For conservatives, education is more like training. We know what kind of individuals will do best in our society and which we want in our society, and the purpose of education is to form them into those individuals. Dr. Safir is a conservative. He has tremendous respect for society as it is constructed, and believes that we need to spank out the contempt for authority which children, at least these days, are want to hold. The Texas GOP is conservative; it believes the purpose of education is to reinforce the fixed beliefs we want as part of our social order, and to teach children to obey authority.
For liberals, education is more like cultivating, providing the ground in which children grow. In liberal education, we don’t know how the individuals will turn out; we expose them to new ideas and critical thinking, and let them flower in their own unique ways.
A more traditional conservatism believes there is a natural law which does and should guide us and our society, and that our faculties of reason are sufficient to approach an understanding of that natural law. A more traditional Christianity also believes that individuals can use reason to approach an understanding of God. Danny Weil sees in the view of education being espoused by the Texas GOP and their political platform, and the currents of which it is a part, as being insidious. In his view, this movement is not trying to train students to use reason to understand the natural law, a conservative project in itself; rather, it is trying to undermine reasoning so that the powerful can maintain control of society for their own means. If Weil is not overdoing it in his criticism, what he critiques is not conservatism, but something tending toward tyranny.

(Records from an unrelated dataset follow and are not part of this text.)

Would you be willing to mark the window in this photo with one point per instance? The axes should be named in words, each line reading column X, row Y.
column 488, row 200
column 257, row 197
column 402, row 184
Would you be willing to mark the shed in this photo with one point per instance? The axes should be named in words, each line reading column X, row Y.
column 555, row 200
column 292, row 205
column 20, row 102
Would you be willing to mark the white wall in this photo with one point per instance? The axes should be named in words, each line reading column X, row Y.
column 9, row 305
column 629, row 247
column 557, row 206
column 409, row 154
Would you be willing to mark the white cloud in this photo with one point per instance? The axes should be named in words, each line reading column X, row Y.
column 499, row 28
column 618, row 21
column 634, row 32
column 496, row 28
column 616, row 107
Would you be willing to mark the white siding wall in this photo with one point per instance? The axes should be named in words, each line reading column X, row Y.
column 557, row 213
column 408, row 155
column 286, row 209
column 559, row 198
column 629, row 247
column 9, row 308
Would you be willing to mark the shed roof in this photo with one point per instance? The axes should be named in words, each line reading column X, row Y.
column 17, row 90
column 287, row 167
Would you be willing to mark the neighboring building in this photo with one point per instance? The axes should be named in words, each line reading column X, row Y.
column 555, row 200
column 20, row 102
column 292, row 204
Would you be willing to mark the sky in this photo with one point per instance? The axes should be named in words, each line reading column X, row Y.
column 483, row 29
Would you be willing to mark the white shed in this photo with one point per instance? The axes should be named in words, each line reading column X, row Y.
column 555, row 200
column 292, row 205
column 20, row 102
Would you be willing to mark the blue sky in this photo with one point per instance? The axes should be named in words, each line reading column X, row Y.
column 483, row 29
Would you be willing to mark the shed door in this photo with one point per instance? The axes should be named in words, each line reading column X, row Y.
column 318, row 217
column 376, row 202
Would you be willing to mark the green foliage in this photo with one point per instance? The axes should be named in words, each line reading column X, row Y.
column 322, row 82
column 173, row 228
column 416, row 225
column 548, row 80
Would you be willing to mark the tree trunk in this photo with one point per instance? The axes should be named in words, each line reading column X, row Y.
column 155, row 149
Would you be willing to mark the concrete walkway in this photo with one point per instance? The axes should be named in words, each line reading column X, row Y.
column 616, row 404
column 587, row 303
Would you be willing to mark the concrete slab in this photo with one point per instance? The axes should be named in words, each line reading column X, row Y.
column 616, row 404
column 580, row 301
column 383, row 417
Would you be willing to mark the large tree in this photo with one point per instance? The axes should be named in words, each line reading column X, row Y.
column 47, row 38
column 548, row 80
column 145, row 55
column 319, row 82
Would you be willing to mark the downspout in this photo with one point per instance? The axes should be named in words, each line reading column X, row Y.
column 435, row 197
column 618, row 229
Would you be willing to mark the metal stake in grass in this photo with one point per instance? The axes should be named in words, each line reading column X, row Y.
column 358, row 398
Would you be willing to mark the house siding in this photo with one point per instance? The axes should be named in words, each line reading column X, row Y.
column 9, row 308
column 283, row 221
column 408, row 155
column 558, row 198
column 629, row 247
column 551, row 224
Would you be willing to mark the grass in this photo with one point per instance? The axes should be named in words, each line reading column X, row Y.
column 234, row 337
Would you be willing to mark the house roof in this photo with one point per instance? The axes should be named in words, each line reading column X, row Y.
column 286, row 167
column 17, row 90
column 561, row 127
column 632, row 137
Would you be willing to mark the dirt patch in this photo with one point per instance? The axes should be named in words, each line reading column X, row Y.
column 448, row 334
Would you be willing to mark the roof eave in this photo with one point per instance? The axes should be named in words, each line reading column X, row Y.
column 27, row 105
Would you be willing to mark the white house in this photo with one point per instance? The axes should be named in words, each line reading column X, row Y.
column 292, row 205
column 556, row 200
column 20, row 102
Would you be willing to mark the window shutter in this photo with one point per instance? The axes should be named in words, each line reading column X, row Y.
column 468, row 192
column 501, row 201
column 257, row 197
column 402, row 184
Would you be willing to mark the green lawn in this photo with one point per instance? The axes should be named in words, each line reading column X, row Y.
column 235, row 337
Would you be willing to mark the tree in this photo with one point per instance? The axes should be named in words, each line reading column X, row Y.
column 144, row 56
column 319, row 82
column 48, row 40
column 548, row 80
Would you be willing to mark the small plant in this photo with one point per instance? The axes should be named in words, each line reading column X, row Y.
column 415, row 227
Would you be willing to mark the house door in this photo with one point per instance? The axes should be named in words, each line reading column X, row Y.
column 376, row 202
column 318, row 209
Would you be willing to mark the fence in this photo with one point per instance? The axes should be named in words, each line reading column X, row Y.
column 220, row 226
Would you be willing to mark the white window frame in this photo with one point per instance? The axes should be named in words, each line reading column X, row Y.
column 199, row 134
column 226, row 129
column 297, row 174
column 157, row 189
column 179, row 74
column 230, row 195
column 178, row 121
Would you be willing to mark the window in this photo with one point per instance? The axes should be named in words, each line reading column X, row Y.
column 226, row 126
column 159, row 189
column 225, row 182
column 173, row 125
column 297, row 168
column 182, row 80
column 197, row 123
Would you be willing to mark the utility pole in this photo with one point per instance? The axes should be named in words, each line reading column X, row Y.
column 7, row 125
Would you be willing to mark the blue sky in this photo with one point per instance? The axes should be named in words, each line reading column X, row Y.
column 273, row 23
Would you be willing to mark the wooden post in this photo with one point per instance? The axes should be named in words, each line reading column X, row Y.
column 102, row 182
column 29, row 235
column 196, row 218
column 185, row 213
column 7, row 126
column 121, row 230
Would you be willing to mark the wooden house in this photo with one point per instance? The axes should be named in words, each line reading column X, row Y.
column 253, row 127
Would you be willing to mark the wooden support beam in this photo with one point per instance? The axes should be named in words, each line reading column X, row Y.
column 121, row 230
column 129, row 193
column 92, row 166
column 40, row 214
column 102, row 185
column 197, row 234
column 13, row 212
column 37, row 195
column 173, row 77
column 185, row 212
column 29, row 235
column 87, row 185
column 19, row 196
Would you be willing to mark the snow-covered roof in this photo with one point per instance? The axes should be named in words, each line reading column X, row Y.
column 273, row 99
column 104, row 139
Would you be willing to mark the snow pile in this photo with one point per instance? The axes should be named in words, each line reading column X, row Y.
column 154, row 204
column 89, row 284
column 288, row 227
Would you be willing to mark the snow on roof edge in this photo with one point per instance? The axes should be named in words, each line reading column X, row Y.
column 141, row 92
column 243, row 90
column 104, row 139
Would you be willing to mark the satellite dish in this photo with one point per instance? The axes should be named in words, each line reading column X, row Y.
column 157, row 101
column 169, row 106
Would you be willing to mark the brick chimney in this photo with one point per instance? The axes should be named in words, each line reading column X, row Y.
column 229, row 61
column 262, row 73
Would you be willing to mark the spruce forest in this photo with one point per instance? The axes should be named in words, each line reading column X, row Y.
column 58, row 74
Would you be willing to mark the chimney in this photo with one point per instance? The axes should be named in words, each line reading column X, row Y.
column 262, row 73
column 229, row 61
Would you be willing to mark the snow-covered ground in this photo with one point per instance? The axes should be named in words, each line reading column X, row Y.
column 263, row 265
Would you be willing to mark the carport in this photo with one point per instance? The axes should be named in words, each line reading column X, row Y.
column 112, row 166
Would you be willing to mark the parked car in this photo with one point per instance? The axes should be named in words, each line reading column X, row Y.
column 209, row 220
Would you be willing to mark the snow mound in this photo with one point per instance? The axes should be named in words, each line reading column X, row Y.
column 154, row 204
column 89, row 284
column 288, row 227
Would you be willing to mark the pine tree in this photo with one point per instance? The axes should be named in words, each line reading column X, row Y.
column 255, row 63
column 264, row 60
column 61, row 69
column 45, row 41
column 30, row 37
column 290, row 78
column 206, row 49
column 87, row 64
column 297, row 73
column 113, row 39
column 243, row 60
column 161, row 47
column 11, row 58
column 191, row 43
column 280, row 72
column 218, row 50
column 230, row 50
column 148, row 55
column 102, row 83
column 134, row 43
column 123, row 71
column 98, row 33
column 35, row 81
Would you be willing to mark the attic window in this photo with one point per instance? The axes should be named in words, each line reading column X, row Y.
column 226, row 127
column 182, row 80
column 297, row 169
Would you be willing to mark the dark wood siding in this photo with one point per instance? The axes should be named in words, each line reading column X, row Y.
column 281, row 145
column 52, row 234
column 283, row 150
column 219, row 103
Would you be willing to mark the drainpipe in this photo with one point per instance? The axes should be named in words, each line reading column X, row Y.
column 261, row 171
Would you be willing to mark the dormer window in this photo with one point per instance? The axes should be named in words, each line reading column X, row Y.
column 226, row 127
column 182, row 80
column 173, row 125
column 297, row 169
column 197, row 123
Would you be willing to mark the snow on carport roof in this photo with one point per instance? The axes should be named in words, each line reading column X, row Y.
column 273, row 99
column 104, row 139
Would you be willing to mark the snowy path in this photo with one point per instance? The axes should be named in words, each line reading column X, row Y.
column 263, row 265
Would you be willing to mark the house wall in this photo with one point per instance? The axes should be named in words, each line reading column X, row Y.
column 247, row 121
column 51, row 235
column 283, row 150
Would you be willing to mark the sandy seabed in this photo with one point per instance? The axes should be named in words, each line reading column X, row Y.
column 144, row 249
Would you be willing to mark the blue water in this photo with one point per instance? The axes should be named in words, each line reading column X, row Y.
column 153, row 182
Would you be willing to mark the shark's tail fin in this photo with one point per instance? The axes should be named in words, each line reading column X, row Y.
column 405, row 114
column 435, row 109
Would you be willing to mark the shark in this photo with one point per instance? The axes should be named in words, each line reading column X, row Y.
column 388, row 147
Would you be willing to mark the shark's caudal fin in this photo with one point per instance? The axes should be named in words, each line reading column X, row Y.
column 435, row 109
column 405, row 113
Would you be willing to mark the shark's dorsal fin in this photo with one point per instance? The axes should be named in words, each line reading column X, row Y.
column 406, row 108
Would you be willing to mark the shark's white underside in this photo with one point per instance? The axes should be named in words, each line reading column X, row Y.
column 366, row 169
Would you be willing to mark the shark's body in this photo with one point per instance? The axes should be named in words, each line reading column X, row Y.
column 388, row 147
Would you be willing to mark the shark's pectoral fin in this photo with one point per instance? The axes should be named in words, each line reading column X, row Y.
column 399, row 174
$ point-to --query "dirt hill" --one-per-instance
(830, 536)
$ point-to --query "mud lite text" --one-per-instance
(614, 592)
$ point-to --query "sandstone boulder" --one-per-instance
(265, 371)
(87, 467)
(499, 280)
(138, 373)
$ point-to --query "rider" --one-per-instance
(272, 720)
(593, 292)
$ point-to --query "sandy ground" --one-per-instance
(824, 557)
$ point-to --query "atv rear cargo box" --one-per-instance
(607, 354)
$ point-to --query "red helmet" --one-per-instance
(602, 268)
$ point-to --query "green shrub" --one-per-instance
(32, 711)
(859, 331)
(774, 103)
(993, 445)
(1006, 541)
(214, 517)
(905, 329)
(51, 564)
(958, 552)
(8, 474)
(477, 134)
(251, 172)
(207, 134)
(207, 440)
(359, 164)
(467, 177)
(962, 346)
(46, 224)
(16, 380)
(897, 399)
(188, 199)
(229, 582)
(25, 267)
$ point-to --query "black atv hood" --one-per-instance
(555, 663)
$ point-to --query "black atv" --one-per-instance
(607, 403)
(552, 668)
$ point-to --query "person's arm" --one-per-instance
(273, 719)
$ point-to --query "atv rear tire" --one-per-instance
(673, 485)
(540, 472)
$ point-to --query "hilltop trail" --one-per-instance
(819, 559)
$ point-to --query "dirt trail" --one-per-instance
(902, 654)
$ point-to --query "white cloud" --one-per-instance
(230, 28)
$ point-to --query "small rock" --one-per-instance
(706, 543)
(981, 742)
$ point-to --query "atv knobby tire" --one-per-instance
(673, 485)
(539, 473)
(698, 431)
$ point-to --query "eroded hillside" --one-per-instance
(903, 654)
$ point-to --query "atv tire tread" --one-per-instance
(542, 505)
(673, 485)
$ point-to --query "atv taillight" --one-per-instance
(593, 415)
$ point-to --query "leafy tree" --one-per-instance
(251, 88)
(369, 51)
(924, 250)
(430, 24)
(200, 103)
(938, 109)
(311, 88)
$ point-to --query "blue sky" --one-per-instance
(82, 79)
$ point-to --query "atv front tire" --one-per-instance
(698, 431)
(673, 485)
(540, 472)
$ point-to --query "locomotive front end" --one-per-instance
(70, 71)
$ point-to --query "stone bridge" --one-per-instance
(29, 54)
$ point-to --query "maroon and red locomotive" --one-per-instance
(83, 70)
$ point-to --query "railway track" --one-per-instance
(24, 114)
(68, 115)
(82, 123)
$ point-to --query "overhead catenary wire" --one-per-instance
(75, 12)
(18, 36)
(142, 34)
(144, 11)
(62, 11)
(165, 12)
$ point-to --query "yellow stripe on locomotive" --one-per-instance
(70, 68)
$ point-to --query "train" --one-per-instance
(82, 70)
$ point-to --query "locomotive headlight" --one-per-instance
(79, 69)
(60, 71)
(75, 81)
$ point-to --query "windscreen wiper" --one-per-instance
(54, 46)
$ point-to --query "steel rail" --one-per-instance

I was in high school in the years around 1970, the tail end of the radical hey day. I remember thinking it rather quaint when people talked of education as training citizens for participation in our democratic society. Now, like Jonathan Haidt’s move from unabashed liberalism to a more centrist position, I find myself seeking balance between what is current, and what is potential. We do need to train students to be good citizens, and be capable of participating in our society; we also need to provide critical thinking so students can fulfill their potential in ways we may not imagine, and be capable of managing the change which is inevitable.
William Saletan, commenting on Haidt’s The Righteous Mind in Why Won’t They Listen, watches Haidt try to navigate between his views that our politics and our morals are intuitive and unreflective, and his irresistible need to call on our capacity for reason to help us navigate the shoals of life. We are preformed, as the conservatives might argue; but we also have reason, which needs cultivating so that we can rise up to the challenges which face us in an ever-changing world.